Vital Signs
Successful Breast Cancer Outreach Program Expands to Hmong, Laotian Community
Which is the more effective setting for educating women in minority communities about breast cancer prevention: the sterile, frightening environment of a doctor’s office or clinic, or the comfortable, familiar surroundings of the neighborhood shops and beauty parlors that are a normal part of their everyday lives?
This is the philosophy behind Milwaukee’s “Shop Talk” program, a culturally competent community outreach project created by nurse educators at the University of Wisconsin-Milwaukee School of Nursing. The program brings information about breast cancer risks, prevention and screening to neighborhood grocery stores, hair salons and other women-oriented businesses, enlisting shop owners and hair stylists into the role of breast health educators. Shop Talk has become such a success in the city’s black neighborhoods that it is now expanding into the local Hmong and Laotian community.
Dr. Annye Nichols, clinical assistant professor of nursing at UWM, started the Shop Talk program five years ago because of her concern about the disparity in breast cancer death rates between African-American and white women. According to the National Cancer Institute, black women are 28% more likely to die from the disease than Caucasian women. Many experts link this higher death rate to black women’s lack of information about breast cancer screening and prevention, which results in their being diagnosed and treated when their disease is at a more advanced stage.
Today, more than 100 local African-American beauty shops are participating in Shop Talk.
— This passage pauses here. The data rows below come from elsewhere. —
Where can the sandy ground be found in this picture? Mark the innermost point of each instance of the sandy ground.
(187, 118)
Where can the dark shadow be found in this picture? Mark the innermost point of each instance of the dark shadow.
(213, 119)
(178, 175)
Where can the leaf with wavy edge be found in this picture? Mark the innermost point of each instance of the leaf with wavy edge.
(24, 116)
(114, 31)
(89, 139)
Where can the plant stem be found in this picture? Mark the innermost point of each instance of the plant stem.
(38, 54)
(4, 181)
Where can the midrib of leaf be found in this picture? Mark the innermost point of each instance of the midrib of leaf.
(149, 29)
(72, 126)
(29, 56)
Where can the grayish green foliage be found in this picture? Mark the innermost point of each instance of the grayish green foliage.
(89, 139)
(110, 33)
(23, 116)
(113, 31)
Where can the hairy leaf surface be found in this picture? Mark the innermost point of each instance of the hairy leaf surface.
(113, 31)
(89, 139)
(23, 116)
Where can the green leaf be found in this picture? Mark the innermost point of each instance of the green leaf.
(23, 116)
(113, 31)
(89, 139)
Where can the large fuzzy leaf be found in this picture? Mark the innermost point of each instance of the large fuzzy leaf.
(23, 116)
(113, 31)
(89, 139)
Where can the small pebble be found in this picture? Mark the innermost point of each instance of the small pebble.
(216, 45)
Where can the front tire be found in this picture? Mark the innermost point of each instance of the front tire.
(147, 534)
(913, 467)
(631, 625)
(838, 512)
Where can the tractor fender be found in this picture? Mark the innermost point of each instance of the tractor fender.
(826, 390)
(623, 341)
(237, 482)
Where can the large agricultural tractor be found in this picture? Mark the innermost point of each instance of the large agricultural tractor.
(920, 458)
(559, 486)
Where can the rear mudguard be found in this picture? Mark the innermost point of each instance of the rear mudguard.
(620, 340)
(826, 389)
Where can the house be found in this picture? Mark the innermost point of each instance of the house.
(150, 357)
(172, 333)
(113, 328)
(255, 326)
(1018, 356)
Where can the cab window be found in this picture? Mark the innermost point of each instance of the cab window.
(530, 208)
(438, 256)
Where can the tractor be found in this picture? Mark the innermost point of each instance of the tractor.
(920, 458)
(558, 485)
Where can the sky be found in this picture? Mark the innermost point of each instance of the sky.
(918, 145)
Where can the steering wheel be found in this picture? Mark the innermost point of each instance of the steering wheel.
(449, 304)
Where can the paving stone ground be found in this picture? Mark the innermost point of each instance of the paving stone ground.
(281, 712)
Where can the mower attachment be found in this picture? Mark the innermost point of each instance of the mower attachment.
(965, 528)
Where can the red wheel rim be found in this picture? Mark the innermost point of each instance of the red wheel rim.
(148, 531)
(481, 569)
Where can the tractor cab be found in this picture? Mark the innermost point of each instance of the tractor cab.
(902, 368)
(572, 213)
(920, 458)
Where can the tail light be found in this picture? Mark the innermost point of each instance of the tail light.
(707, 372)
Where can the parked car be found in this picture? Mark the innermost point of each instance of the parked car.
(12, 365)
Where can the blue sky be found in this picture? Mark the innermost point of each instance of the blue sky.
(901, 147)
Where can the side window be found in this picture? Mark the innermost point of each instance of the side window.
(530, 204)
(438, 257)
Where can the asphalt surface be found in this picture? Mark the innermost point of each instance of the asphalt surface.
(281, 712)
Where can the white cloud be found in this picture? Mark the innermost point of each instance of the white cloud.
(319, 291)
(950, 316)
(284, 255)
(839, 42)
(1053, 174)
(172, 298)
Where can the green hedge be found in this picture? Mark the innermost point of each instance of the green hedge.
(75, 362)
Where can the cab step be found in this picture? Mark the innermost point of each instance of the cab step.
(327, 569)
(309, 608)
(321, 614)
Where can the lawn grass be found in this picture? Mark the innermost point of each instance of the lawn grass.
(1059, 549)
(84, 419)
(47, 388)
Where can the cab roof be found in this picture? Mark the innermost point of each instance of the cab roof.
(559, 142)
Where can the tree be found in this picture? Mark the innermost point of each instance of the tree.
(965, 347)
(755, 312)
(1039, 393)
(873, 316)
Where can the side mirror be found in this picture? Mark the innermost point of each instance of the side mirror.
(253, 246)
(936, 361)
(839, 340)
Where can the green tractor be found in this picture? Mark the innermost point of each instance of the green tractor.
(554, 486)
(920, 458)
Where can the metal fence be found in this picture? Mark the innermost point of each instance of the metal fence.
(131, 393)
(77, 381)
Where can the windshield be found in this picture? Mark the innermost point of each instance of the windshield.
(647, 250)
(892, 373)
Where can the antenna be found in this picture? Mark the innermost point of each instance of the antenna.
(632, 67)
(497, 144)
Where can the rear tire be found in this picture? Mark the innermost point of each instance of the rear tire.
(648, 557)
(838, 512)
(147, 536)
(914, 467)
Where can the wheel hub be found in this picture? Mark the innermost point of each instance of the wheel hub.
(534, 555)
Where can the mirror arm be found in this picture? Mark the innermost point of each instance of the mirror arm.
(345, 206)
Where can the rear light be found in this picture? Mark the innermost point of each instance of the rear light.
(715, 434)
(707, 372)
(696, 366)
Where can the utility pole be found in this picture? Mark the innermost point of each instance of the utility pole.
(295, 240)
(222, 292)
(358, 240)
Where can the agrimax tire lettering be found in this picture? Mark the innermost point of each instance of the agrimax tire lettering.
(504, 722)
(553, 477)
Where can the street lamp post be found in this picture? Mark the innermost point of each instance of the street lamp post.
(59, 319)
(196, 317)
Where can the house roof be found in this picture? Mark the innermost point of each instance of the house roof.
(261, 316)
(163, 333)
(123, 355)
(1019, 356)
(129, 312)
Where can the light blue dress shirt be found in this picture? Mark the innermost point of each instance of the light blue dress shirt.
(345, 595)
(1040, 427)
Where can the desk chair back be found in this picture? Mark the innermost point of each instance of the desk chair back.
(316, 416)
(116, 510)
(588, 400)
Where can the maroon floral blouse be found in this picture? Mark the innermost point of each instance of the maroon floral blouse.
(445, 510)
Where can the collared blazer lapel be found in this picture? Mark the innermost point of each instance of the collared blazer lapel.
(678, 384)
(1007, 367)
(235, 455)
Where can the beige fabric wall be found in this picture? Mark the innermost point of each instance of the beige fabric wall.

Carla Harris, a nurse clinician and breast health educator at the university’s House of Peace Community Nursing Center, is currently working on expanding the program into popular hair braiding salons as well.
Because spreading the word about breast cancer prevention to women in Hmong and Laotian immigrant communities also presents challenges, such as overcoming language and cultural barriers, Nichols and her House of Peace nursing colleagues recently launched a second phase of the Shop Talk program specifically targeted to these groups. Two Hmong nurse educators, Joyce Vang and Mai Yia Thao, work closely with the shopkeepers, providing information, translation services and transportation to UWM’s nursing center for clinical breast exams and mammograms.
The Shop Talk approach is a good cultural fit for this population, says Vang, because Hmong and Laotian women tend to seek advice from older, more respected women in the community, such as shop owners. Participating merchants receive breast cancer information materials, such as brochures and portable displays, that they can place near their cash registers to start conversations with customers. The materials are available in both Hmong and Laotian, and the House of Peace nurses also provide a breast cancer information hotline, which greets callers in Hmong.